There is such a rainbow of experiences in board games and there's something for everyone, but being a sore loser does not make you the victim of some cursed psychological plot! In those cases, I really think players need to look within themselves and figure out how to participate in a healthy way. If you can't, that's your responsibility to address it. Please do it not make it the table's problem.

Playing  Thornwatch  by Loneshark Games with my friends.

Playing Thornwatch by Loneshark Games with my friends.

Lastly, Ms. Spector addresses the competitive drive that kicks into high gear when board games spawn archetypal role reversal. 

One of the more fascinating social qualities of board games is their ability to shift family dynamics. If your big brother is always getting his way, it may be extra satisfying to dominate in a board game, just as it may be particularly humiliating for said big brother to lose to you.
— Nicole Spector, NBC News

Board games have the ability to transport us and transform us, whether that's to the fantasy Candy Land or to the Spice Islands of Century: Eastern Wonders. From Ms.

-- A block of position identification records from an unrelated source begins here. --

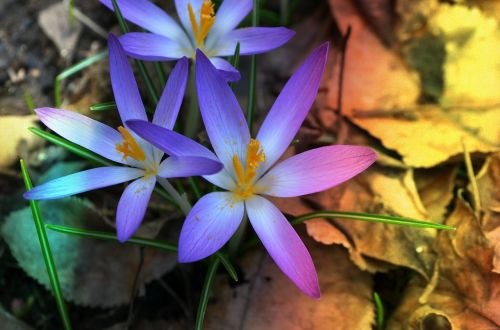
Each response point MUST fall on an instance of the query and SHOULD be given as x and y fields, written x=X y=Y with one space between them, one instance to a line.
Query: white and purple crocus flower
x=250 y=170
x=201 y=28
x=140 y=161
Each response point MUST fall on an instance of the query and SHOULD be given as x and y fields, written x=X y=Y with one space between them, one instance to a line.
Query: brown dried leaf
x=268 y=300
x=380 y=95
x=16 y=139
x=374 y=246
x=488 y=181
x=467 y=292
x=435 y=188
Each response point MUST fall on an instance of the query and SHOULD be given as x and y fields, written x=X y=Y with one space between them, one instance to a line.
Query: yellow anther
x=207 y=19
x=246 y=175
x=129 y=146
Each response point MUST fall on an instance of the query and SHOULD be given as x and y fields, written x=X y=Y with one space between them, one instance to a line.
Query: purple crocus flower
x=141 y=161
x=215 y=34
x=250 y=171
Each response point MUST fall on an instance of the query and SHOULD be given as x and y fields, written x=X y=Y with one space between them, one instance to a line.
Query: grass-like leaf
x=205 y=294
x=103 y=106
x=72 y=70
x=145 y=242
x=371 y=218
x=72 y=147
x=253 y=71
x=46 y=252
x=140 y=64
x=379 y=307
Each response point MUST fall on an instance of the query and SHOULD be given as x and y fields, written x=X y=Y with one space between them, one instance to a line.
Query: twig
x=472 y=179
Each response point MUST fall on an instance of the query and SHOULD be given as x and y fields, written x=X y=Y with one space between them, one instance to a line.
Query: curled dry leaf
x=381 y=94
x=466 y=293
x=268 y=300
x=16 y=139
x=435 y=187
x=373 y=246
x=488 y=181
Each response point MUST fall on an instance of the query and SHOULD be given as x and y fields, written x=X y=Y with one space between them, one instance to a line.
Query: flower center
x=207 y=18
x=245 y=175
x=129 y=146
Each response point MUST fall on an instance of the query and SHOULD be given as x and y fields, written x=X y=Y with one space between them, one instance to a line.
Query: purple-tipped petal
x=291 y=107
x=132 y=206
x=83 y=181
x=84 y=131
x=183 y=13
x=209 y=225
x=224 y=121
x=127 y=97
x=253 y=40
x=151 y=47
x=283 y=244
x=148 y=16
x=171 y=99
x=186 y=166
x=229 y=15
x=316 y=170
x=225 y=69
x=173 y=143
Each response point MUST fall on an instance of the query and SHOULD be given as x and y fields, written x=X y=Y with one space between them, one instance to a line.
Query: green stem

Spector's point of view, the dark equalizing transportation circle of a board game provides a chance to smash down those who deserve it away from the table now that the playing field is equal. This is what I call, non-consensual table therapy.

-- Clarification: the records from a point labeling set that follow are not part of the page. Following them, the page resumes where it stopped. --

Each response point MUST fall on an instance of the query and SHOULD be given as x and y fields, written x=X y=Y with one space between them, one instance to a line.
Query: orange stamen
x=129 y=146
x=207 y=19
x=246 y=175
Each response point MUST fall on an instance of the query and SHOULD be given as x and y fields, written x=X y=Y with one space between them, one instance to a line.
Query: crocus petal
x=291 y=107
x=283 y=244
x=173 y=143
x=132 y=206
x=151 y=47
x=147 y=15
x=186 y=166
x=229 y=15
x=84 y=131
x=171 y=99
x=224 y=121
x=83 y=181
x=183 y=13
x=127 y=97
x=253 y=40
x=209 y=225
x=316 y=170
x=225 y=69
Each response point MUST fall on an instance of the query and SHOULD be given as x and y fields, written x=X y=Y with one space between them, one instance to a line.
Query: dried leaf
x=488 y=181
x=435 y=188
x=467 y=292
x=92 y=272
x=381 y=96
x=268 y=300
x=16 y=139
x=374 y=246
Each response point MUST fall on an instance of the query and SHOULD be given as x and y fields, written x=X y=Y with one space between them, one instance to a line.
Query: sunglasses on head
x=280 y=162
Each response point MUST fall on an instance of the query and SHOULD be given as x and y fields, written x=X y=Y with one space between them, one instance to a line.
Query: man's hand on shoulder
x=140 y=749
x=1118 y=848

When you look for these opportunities to address old grudges for yourself at a board game event, you are creating an experience internally that has nothing to do with the awareness or consent of the other players and it's completely inappropriate. For my part, this equalizing transformation is one of the things I look forward to most of all - not because I want to smash the patriarchy, but because I want to bring people together for a shared experience. Board games provide a socially acceptable opportunity for us to step away from politics, prejudice, age, and every other factor that has been weaponized to separate people. Gaming is an opportunity to communicate with your friends. Don't be afraid to stop the game for a minute and deal with a problem. Take a deep breath. If someone is getting aggressive stop and talk about it. The more you avoid it, the worse it gets. If you can't communicate with your fellow players in a healthy way, odds are you probably shouldn't be playing with them. There are deeper issues at work that need to be addressed. 

Nicole Spector ends her article by recommending several balms for competitive board game spirit including:

  • Playing games with less strategy so as not to have to tax "brain power."
  • Drink Responsibly
  • Resolve not to react to others' aggression. 

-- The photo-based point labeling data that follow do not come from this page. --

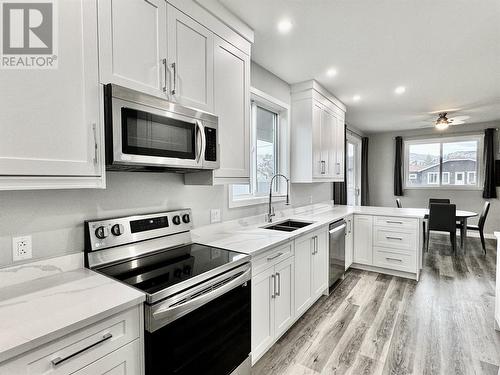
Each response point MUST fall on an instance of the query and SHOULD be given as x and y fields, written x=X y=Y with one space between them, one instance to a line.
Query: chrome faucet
x=270 y=212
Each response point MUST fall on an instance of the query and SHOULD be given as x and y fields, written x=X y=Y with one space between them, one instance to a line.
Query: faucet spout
x=270 y=212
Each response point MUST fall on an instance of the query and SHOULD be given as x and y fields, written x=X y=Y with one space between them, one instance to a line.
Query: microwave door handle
x=203 y=140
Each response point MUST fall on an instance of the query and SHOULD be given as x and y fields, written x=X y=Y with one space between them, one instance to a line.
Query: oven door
x=200 y=337
x=148 y=136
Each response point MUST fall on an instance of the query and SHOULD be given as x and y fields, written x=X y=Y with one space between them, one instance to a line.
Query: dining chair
x=443 y=217
x=438 y=200
x=480 y=224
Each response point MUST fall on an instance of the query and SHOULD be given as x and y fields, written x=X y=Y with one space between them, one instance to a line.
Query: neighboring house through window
x=452 y=162
x=269 y=151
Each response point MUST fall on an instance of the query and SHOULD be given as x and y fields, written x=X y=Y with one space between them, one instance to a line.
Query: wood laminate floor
x=378 y=324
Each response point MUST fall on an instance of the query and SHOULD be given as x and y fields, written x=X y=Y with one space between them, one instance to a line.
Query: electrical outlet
x=21 y=248
x=215 y=215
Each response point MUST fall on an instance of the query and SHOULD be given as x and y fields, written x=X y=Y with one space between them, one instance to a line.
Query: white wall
x=55 y=218
x=381 y=176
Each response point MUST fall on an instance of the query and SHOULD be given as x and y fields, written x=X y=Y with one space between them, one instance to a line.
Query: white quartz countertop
x=248 y=235
x=37 y=311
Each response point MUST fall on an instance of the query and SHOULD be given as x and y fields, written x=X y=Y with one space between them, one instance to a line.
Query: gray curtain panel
x=340 y=188
x=398 y=168
x=489 y=190
x=365 y=200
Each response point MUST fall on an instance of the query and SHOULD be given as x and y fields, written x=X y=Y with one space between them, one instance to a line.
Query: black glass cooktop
x=163 y=269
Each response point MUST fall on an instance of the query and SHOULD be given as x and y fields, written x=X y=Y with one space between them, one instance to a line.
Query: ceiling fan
x=443 y=122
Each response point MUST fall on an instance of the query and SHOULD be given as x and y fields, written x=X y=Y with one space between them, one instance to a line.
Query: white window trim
x=436 y=174
x=267 y=101
x=472 y=173
x=439 y=139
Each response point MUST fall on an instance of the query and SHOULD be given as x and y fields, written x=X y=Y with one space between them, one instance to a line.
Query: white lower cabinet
x=349 y=242
x=111 y=346
x=363 y=252
x=272 y=305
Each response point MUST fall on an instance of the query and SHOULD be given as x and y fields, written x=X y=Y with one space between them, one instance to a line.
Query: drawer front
x=398 y=239
x=395 y=222
x=387 y=258
x=271 y=257
x=77 y=350
x=124 y=361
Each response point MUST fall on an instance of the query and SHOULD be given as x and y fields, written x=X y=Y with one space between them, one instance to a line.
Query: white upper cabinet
x=133 y=44
x=50 y=118
x=190 y=60
x=232 y=105
x=317 y=136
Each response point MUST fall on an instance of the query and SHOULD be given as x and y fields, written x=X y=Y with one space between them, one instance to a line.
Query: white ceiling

NBC News BETTER touts that their articles are "obsessed with finding easier, healthier and smarter ways to live." While Nicole Spector ended her article with these "tips," I would say that there's one glaring health-mindful omission here. Avoiding complicated/strategic competitive games is not the problem. The problem is inside you! It's just a game, but your internal life lives beyond the table and you need to give it attention and care.

If you find yourself exorcizing your personal demons during board games, seek help. I don't mean that in a dismissive way. I mean it with all the love and support in the world. Table therapy is unacceptable and it ruins the game for everyone else.

This, above all, is a social event. When your own internal emotional life regularly causes disruption at social functions, honor that and seek the appropriate means to address it. There is a stigma around mental health and therapy is such a powerful tool if you're brave enough to embrace it. It's your responsibility to your fellow players to play safely and be a good sport. Depression, anxiety, and personal hangups can absolutely make that more challenging. The big rule of thumb is, if you're not in a healthy place to play, then don't subject the table to your issues. Be kind to yourself and to your fellow players and you'll find that this hobby has so much more to offer than the thrill of victory.